Saga Pure ASA - Reminder of expiry of the offer period for the mandatory offer by Tycoon Industrier AS to acquire all shares in Saga Pure ASA

NOT FOR RELEASE, PUBLICATION OR DISTRIBUTION, IN WHOLE OR IN PART, DIRECTLY OR

INDIRECTLY, INTO OR WITHIN CANADA, AUSTRALIA, JAPAN OR ANY OTHER JURISDICTION IN

WHICH THE DISTRIBUTION OR RELEASE WOULD BE UNLAWFUL

Reference is made to the mandatory offer by Tycoon Industrier AS ("Tycoon" or

the "Offeror") to acquire all outstanding shares ("Shares") in Saga Pure ASA

("Saga Pure" or the "Company") not already owned by the Offeror at an offer

price of NOK 1.33 per share pursuant to the offer document (the "Offer

Document") dated 10 April 2025 (the "Offer").

The offer period in the Offer (the "Offer Period") will expire today, 9 May

2025, at 16:30 (CEST).

Shareholders who want to accept the Offer, and have not already done so, must

complete and return the acceptance form which has been distributed to the

shareholders in Saga Pure as registered in Euronext Securities Oslo, prior to

the expiry of the Offer Period and in accordance with the procedures outlined in

the Offer Document. Tycoon has also published a link on its website which

private investors can utilize for accepting the Offer by using Norwegian Bank

-ID. The latter is an alternative to submitting the acceptance forms distributed

to the shareholders.

The Offer is only capable of being accepted pursuant to the Offer Document, and

the complete terms and conditions for the Offer are included in the Offer

Document. The Offer Document is, subject to regulatory restrictions in certain

jurisdictions, available at the following webpage https://ferncliff.no.

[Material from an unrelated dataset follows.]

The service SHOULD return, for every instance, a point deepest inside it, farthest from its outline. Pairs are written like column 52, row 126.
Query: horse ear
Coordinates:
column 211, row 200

Subject to regulatory restrictions in certain jurisdictions, the Offer Document

may also be obtained free of charge during ordinary business hours at the

offices of the receiving agent, DNB Bank ASA, Dronning Eufemias gate 30, 0191

Oslo, Norway.

ADVISORS

DNB Markets, a part of DNB Bank ASA, is acting as receiving agent for the Offer.

Advokatfirmaet CLP DA is acting as Norwegian legal counsel for the Offeror.

For technical questions regarding the registration through the distributed

Acceptance Form, the shareholder can contact the receiving agent at +47 915

04800, or at [email protected]

For further information, please contact:

Espen Lundaas, CEO, +47 924 31 417

Tore Jakob Berg, CFO, +47 934 80 202

IMPORTANT NOTICE

The Offer and the distribution of this announcement and other information in

connection with the Offer may be restricted by law in certain jurisdictions. The

Offer Document and related acceptance forms are not and may not be distributed,

forwarded or transmitted into or within any jurisdiction where prohibited by

applicable law, including, without limitation, Canada, Australia and Japan. The

Offeror does not assume any responsibility in the event there is a violation by

any person of such restrictions. Persons in the United States should review

"Notice to U.S. Holders" below. Persons into whose possession this announcement

or such other information should come are required to inform themselves about

and to observe any such restrictions.

This announcement is for information purposes only and is not a tender offer

document and, as such, is not intended to and does not constitute or form any

part of an offer or the solicitation of an offer to purchase, otherwise acquire,

subscribe for, sell or otherwise dispose of any securities, or the solicitation

of any vote or approval in any jurisdiction, pursuant to the Offer or otherwise.

Investors may accept the Offer only on the basis of the information provided in

the Offer Document. Offers will not be made directly or indirectly in any

jurisdiction where either an offer or participation therein is prohibited by

applicable law or where any tender offer document or registration or other

requirements would apply in addition to those undertaken in Norway and Cyprus.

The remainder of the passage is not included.